Daniel Blake è quel tuo collega che un giorno si è ammalato e a tutti dispiaceva, all'inizio; ma col tempo ha prevalso il fastidio, lui proprio non si rassegnava a pre-pensionarsi e faceva sempre più assenze, sempre più problemi, finché un giorno è morto e di nuovo a tutti è dispiaciuto, ma almeno aveva finito di soffrire: e anche voi.

(C'è chi dice che Ken Loach non fa più cinema, se mai l'ha fatto. Prende un caso limite, e ci imbastisce il solito temino veterolaburista. Il suo Daniel Blake è l'ennesimo martire della società. Non ha difetti, divide il suo sussidio con gli orfani e la prostituta).

Daniel Blake sarò io, il giorno che qualcuno mi dirà che non posso più farcela... (continua su +eventi!) e all'Inps mi diranno che per la pensione è troppo presto, che ci avrei dovuto pensare prima. In realtà ci sto pensando, ma, ecco, una soluzione proprio non la vedo.

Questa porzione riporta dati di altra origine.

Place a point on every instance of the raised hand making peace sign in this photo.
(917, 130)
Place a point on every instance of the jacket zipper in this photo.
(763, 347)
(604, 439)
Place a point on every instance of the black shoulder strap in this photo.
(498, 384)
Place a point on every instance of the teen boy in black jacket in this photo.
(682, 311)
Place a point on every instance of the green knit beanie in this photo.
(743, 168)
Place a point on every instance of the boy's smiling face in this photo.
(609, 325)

Tranne salutare tutti, esser gentile con tutti, e sperare che quel giorno qualcuno sia gentile con me.
(C'è chi dice che Ken Loach non fa cinema, fa propaganda; che la società è un po' più complicata di Poveri ma Buoni contro il Sistema. Lo è senz'altro).

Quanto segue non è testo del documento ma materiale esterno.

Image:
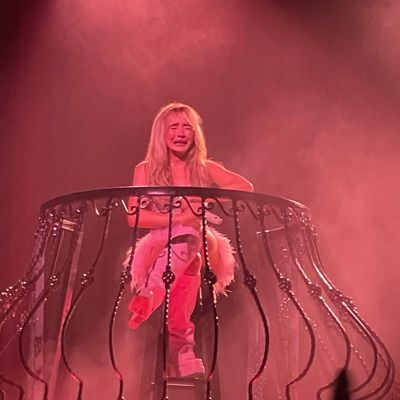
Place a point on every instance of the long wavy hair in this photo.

Daniel Blake quel giorno ha scritto con la bomboletta che pretendeva un riesame del suo caso prima di crepare. Ma fuori nella strada c'era solo un gruppo di signore che andavano a un addio al nubilato e un ubriacone che ha inveito contro i poliziotti, quando sono venuti ad arrestarlo. Nessun altro avrebbe fatto caso a Daniel Blake - ma forse in quel momento passavano anche Ken Loach e il suo sceneggiatore di sempre, Paul Laverty. Pochi mesi dopo Daniel Blake era a Cannes e ha vinto la palma d'oro. Lo so che è stupido, ma è come se l'avesse vinta anche per me, per te, per noi. C'è chi dice che non è cinema, Ken Loach, e in effetti può darsi. Ma certi giorni mi sembra di non avere poi così bisogno del cinema, mi sembra di avere più bisogno di Ken Loach.